The result is a scanner that’s not much better than the much cheaper metal detectors that New Yorkers already know would be a nightmare to install on the subway, turning the morning train ride into an excruciatingly slow TSA checkpoint.
Investors aren’t the only ones pushing back against these dodgy scanners. Federal regulators, including the Securities and Exchange Commission and the Federal Trade Commission, have all set their sights on the company.

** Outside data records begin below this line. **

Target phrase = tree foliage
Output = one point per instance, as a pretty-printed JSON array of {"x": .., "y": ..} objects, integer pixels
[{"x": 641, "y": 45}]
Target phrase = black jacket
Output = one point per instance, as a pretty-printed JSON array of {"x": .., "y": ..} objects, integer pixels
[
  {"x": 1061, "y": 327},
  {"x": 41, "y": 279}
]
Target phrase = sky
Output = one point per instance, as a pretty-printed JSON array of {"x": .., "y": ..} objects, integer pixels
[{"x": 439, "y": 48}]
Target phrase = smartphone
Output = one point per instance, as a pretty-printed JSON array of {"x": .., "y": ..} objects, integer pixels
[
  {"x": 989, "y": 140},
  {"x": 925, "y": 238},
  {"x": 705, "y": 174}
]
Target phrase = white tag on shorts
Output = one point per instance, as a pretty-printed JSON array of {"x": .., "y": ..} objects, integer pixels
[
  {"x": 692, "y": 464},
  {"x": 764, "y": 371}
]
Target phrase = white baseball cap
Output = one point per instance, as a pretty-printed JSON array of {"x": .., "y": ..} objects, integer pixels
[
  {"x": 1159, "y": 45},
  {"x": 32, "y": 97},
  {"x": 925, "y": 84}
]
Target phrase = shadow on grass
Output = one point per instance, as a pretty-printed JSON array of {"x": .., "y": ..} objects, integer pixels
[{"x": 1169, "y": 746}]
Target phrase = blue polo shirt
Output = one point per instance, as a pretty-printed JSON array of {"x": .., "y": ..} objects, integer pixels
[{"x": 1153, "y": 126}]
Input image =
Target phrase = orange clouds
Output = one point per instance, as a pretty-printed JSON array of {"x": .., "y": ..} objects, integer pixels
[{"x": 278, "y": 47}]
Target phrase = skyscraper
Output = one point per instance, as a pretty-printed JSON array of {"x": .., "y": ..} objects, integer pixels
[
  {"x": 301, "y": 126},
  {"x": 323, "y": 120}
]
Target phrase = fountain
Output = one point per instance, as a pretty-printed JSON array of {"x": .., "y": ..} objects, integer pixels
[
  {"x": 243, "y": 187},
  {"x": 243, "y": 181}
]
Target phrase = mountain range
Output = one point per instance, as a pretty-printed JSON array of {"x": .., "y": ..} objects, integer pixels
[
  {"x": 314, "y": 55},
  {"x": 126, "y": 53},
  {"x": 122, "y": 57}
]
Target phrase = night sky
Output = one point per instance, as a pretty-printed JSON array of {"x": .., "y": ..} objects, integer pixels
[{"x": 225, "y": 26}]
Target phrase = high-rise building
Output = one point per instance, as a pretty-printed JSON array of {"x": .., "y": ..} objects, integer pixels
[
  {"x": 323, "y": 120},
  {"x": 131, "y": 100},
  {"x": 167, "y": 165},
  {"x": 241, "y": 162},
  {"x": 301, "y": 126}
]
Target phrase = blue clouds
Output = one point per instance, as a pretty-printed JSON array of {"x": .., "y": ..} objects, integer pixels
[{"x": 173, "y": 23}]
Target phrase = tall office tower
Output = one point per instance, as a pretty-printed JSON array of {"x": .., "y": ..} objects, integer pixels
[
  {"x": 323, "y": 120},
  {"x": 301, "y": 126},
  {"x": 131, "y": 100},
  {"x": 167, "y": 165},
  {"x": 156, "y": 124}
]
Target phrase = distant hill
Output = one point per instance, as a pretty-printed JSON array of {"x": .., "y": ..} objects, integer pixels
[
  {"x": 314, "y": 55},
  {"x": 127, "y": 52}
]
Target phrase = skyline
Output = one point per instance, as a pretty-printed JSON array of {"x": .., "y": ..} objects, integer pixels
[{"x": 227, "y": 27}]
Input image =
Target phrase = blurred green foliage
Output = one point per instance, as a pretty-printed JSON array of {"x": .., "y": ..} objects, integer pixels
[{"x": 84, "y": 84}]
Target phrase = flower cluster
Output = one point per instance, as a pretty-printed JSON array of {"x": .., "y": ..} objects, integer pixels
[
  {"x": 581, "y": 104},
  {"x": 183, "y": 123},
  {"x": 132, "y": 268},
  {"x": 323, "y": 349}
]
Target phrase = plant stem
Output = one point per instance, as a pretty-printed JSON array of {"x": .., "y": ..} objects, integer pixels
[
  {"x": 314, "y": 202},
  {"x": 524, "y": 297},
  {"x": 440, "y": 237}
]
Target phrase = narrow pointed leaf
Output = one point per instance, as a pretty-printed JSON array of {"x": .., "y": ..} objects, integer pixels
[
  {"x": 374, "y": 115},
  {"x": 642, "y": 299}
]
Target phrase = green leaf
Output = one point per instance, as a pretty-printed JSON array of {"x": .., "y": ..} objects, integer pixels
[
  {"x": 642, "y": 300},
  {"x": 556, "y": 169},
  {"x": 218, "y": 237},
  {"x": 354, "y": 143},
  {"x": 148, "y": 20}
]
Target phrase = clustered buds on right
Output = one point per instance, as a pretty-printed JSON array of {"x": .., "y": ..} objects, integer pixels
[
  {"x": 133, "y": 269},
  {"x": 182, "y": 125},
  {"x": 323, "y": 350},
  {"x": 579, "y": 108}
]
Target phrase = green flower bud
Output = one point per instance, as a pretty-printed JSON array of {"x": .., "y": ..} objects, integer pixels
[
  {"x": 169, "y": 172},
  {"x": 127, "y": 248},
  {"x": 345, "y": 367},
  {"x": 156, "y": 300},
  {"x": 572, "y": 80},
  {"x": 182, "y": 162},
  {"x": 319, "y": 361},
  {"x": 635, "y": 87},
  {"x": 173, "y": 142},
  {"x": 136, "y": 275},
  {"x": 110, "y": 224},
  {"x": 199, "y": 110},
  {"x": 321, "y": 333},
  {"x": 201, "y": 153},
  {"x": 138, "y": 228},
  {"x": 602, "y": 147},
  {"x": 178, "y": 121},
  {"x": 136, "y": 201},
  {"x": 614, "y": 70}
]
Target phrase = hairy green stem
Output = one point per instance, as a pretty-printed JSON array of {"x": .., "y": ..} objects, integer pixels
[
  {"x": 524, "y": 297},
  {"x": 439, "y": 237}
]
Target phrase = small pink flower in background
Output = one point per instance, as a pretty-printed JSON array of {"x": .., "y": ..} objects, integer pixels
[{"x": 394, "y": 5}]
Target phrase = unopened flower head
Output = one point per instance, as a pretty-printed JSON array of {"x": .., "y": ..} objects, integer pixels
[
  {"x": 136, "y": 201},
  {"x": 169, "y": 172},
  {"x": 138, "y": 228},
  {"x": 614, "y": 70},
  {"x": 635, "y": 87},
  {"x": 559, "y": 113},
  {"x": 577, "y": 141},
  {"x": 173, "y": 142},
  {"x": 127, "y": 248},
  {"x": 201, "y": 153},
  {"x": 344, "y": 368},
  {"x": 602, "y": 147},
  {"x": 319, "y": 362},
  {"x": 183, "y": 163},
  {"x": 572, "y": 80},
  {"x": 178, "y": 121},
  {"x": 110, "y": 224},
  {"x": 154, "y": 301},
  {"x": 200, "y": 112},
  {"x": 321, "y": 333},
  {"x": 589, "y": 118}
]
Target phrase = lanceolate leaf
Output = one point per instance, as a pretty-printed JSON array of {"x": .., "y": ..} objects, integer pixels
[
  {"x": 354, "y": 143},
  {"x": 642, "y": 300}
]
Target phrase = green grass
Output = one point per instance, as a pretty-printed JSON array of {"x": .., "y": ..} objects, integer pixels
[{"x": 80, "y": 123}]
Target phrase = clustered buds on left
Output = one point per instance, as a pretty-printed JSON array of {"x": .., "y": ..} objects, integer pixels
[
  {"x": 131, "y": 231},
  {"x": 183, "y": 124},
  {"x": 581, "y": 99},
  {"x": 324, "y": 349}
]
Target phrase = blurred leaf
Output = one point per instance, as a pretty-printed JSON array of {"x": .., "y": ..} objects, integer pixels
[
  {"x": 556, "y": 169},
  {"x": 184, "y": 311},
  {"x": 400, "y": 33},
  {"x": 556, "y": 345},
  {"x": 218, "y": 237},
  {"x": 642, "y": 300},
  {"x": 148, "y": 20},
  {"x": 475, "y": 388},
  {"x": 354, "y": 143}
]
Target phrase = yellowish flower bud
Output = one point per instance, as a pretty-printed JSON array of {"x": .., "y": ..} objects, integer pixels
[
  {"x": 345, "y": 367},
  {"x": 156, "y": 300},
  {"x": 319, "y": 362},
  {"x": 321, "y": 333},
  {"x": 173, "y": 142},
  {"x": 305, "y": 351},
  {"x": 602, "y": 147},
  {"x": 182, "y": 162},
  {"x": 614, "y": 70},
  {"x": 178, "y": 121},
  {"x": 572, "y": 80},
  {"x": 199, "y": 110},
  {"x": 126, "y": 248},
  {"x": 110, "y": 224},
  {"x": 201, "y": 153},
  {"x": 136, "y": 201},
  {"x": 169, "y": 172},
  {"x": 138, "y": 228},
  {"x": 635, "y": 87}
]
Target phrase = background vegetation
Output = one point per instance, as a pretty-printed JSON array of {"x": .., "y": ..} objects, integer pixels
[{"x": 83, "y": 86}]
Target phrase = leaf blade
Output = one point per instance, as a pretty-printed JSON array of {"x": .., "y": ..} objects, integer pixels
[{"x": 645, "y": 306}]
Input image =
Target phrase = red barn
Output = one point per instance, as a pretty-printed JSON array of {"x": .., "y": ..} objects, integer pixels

And those who have dealt with Evolv in public aren’t much more positive about the company. In a recent lawsuit, a New York student whose school uses Evolv sued the company, claiming that its scanners failed to detect the weapon that was used to attack him.
It’s all part of an expensive policing plan by the mayor, who has spent his term spreading public safety messages through publicity stunts. But the costs of those publicity stunts are becoming unbearable—not just the money wasted on a scandal-plagued startup—but also the impact these schemes have on New Yorkers, eroding our rights and invading our lives, with nothing to show for it.
These metal detectors mean more stops, more searches, and more potential for police violence. The mayor may think this is a harmless publicity stunt, but the harm to New Yorkers who must fear invasive, error-prone stops and searches to get to school or work is far greater than the enormous amount of money wasted on this endeavor.
It’s time for Adams to admit what we all already know: subway scanners are an evolutionary dead end.
Cahn is the founder and executive director of the Surveillance Technology Oversight Project, or STOP, a civil rights and privacy advocacy group based in New York. Weber is a senior at Barnard College, where she is majoring in political science, human rights, and classical studies. She was a summer communications intern with the Surveillance Technology Oversight Project (STOP).